Прочитала твои письма, накопившиеся у мамы, и очень рада, что с тобой ничего не случилось. Обо мне не беспокойся, все страшное осталось там, где я была. Расскажу все по порядку. Появилась на заводе в июне, когда началось новое наступление немцев, на этот раз на юге. Вместо того, чтобы приступить к работе, пришлось заняться демонтажам оборудования, погрузкой его на железнодорожные платформы. Для обслуживающего персонала вагонов не нашлось. К тому же кто-то пустил слух (а может так и было!), что к городу подходят немецкие танки. Жители толпой повалили из города. Невозможно описать, что творилось. Женщины, старики, дети, тачки и тележки со скарбом, повозки, запряженные лошадьми, коровами, козами, а то и просто людьми – все смешалось. В такой толчее мы растеряли друг друга. Из города вышли небольшими группами, а кто и в одиночку. Я оказалась с двумя женщинами из соседнего цеха. Одна из них имела родственников в деревне по пути к месту эвакуации, километрах в двухстах от нашего города. По дороге я заболела. Тифозную, впавшую в бред, довезла она меня до деревни и каким-то чудом выходила. К счастью, фашисты до этих мест не дошли. Когда пришла в сознание, страшно хотелось одного – есть, есть и есть. Это мучительное чувство голода запомнится навсегда. К счастью, у хозяйки, которая нас приютила, оказалась корова. Молоко да картошка, которой было вдоволь, казались мне райской пищей.

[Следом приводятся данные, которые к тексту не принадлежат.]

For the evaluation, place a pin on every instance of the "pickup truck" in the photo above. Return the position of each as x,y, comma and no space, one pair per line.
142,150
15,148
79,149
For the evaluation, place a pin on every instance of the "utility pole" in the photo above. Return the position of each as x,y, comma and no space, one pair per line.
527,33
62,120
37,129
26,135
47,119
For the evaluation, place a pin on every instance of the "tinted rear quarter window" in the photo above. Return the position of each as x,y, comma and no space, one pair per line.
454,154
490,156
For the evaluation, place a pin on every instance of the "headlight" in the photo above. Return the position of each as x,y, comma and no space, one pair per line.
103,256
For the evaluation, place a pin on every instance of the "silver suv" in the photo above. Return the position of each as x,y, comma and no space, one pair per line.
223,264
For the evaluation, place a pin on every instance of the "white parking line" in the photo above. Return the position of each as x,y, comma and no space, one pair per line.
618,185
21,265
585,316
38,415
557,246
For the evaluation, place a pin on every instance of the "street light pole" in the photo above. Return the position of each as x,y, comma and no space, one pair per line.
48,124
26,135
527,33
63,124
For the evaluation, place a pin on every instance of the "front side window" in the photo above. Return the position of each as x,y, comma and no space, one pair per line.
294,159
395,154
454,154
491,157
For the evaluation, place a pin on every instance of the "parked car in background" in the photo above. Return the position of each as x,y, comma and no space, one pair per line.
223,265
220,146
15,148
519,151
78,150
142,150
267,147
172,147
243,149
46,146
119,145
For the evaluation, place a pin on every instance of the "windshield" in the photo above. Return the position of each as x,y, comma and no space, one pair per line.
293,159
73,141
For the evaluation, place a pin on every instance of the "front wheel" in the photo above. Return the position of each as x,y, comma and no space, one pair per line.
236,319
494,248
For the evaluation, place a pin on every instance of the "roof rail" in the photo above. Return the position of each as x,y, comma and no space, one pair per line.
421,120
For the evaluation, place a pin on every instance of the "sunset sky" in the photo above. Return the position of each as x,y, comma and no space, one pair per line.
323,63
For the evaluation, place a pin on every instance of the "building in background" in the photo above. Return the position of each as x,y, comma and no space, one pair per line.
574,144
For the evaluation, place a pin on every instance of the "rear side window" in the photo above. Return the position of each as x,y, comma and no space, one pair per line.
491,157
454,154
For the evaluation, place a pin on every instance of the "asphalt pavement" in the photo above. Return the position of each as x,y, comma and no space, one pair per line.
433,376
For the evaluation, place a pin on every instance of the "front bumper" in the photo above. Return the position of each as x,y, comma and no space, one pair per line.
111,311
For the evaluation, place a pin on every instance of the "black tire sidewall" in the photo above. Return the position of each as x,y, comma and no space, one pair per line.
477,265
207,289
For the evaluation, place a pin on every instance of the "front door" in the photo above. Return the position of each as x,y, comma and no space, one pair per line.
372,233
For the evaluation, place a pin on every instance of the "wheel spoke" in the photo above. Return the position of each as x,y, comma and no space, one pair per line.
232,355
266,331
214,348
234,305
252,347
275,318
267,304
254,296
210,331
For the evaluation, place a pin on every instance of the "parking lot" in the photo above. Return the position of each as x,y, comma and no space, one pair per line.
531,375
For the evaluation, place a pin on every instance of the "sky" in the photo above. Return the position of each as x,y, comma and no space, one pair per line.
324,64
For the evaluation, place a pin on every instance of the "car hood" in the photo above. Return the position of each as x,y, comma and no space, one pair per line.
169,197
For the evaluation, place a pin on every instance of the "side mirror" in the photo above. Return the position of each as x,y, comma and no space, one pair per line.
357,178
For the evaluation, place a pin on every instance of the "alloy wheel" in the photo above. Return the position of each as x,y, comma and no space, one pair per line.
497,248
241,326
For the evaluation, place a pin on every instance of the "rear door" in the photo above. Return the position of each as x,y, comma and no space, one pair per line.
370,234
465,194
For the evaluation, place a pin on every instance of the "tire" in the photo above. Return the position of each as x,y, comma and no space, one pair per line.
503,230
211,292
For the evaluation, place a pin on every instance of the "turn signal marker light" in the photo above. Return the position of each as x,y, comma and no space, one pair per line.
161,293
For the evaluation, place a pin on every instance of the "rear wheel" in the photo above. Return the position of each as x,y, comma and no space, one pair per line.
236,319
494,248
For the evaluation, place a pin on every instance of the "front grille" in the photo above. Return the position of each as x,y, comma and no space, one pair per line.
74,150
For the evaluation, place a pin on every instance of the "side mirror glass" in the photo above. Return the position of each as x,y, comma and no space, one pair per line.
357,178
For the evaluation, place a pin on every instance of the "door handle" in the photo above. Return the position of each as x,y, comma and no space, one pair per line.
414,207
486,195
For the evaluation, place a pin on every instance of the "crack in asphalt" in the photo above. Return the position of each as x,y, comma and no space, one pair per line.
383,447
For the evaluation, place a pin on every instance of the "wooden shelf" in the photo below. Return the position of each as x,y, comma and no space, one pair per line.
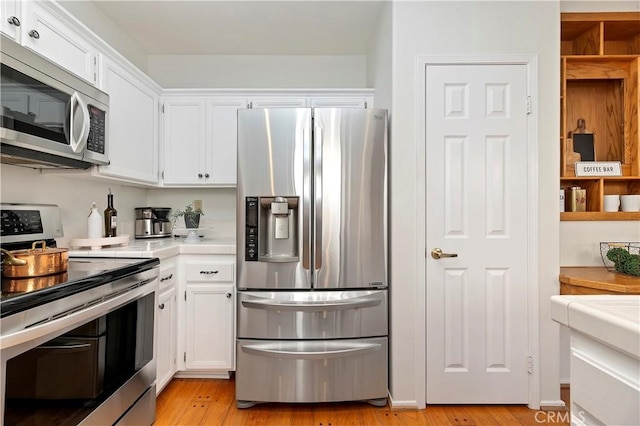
600,64
587,216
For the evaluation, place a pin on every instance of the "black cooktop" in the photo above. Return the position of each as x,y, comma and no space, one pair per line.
19,294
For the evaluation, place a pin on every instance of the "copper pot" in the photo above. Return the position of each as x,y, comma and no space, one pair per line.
22,285
35,262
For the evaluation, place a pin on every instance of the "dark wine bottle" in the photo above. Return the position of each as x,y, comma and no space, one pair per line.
110,217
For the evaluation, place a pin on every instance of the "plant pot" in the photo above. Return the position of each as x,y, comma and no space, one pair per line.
192,221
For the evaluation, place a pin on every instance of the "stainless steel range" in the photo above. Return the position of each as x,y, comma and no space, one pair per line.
77,347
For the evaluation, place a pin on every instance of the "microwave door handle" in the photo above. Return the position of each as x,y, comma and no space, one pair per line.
77,145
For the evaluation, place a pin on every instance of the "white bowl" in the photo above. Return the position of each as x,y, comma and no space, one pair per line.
630,203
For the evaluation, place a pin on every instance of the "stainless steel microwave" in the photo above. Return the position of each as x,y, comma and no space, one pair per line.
50,117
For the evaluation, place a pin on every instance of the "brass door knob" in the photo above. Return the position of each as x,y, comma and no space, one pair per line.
436,253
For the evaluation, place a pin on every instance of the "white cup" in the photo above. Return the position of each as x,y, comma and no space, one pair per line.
630,203
611,203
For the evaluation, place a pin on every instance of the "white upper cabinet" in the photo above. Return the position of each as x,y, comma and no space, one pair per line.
48,36
222,134
184,148
11,18
199,146
133,125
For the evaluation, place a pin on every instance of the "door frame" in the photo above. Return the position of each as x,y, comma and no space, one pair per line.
421,249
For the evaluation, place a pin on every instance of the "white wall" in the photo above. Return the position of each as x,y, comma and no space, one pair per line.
73,193
258,71
449,28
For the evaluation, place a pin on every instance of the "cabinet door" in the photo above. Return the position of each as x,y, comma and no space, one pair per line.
133,125
222,133
184,143
209,334
341,102
166,338
11,18
48,36
278,102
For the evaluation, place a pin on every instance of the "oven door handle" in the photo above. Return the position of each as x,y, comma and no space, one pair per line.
71,346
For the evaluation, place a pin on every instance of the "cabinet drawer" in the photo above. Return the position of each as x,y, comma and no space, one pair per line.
209,271
167,275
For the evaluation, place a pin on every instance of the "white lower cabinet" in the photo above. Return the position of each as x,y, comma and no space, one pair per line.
166,324
208,340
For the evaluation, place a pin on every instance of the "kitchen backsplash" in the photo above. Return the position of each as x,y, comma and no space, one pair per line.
75,194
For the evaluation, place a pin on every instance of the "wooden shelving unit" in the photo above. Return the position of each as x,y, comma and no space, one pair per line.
600,65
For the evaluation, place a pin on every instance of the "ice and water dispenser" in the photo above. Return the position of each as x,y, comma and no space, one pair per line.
271,229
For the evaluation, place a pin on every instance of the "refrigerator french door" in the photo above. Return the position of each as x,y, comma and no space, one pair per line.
312,255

Когда первый раз сумела сесть в постели, был конец июня, значит, я провалялась в беспамятстве больше месяца. Первое письмо домой продиктовала, писать не могла. Ко мне приехала мама и забрала с собой. Ты помнишь ее черные, как смоль, волосы? Сейчас она наполовину седая. Думала, что меня уже нет…

В те кошмарные дни то угасавшего, то просыпающегося сознания впервые в жизни я подошла к грани, когда человек стоит на краю пропасти, и сама познала, что не бессмертна, как всем кажется в молодости. Не подумай, что испугалась. Страшно было другое – умереть неизвестно где, ничего не сделав в жизни, ничего не оставив после себя…

До этих дней я отгоняла мысль о том, что война унесет и тебя. А ведь может случиться все… Какими возвращаются с фронта, знаю, меня это не испугает. Но если ты… рука не поднимается написать, что подумала. Я не переживу такую потерю! В те немногие мгновения, когда приходила в сознание, представь, первым вспоминала тебя и поняла, как ты мне дорог! Я не стыжусь своего признания, наоборот, хочу, чтобы ты знал об этом!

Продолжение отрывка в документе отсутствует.